Kiss of the Spider Woman works better for me as a film than as a novel. I wasn’t keen on the novel and may have evaluated it unfairly, but I think the ways Manuel Puig chose to tell the story are actually more effective as a film. An unconventional film, mind you (particularly for the time), hence why this was independently made, and an unlikely success. The following successes of the stageplay and musical adaptations are proof of how effective this story is when it’s made visual.
Much of the book was presented through dialogue with no description at all: more pared down than a script even. The conversations are, unsurprisingly, more complete when they are being acted and seen. I’m impressed by how much Puig manages to convey entirely through dialogue-but in this case, I actually prefer to have less left to the imagination and see William Hurt and Raoul Julia expressing who the characters are and what they feel.

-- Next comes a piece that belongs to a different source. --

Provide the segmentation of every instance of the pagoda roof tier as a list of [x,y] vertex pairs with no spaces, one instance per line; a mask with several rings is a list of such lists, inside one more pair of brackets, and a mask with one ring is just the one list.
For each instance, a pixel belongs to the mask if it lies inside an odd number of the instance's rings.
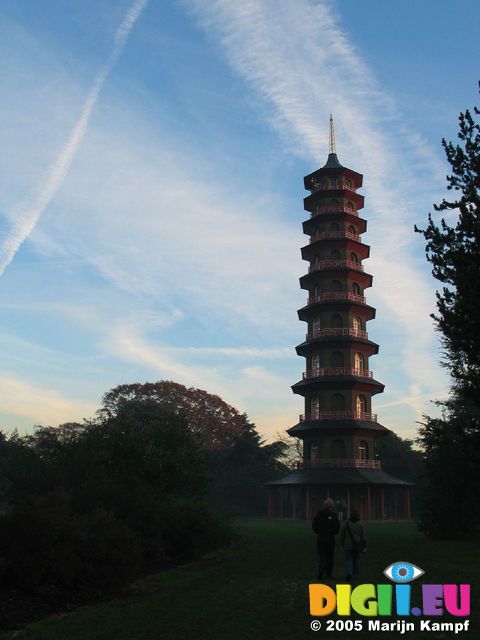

Some parts of the book involve Molina describing films that he’s seen. So, we get two films within a film, and the visualisation of Molina’s words works wonderfully onscreen. (I suspect that it is the key to the adaptations’ success.) Of the five films in the novel, we only see portions of two, which, again I prefer: there’s merit to the novel’s analyses of Molina’s films, some of which really exist, but I eventually got bored with the descriptions and skimmed through them. The two films are also selected with care and made more relevant to Molina’s situation.
Other portions of the book are told through official reports, which added to the feeling of detachment that I felt as I read. However, I didn’t feel detached from the film, which is full of emotion. The government doesn’t care one bit about Molina or Valentin, so of course, reading descriptions of events written by its employees is different to seeing our protagonists take their actions and make their choices.
When Molina makes his most significant decision in the book, in my half-hearted interpretation he surrenders himself to a fantasy, making himself into an imitation of the heroines he wishes to be. Onscreen, however, there’s something more real behind his choice, something vital. The two films he describes directly parallel the situation he and Valentin are in, and this strengthens, not lessens, the importance of his choice. Meanwhile, when Valentin says that one day the revolution will be won, Molina says, “Now who’s living in a fantasy?” The relationships between reality and fantasy are complicated, and love can exist within both.
Kindness in this film is as just as valid a resistance to oppression as political revolution. It’s just as dangerous, as revolutionaries are necessarily cruel. And each may be as ineffectual as the other. Molina’s greatest kindness to Valentin is teaching him that dreams are an ever-present saviour.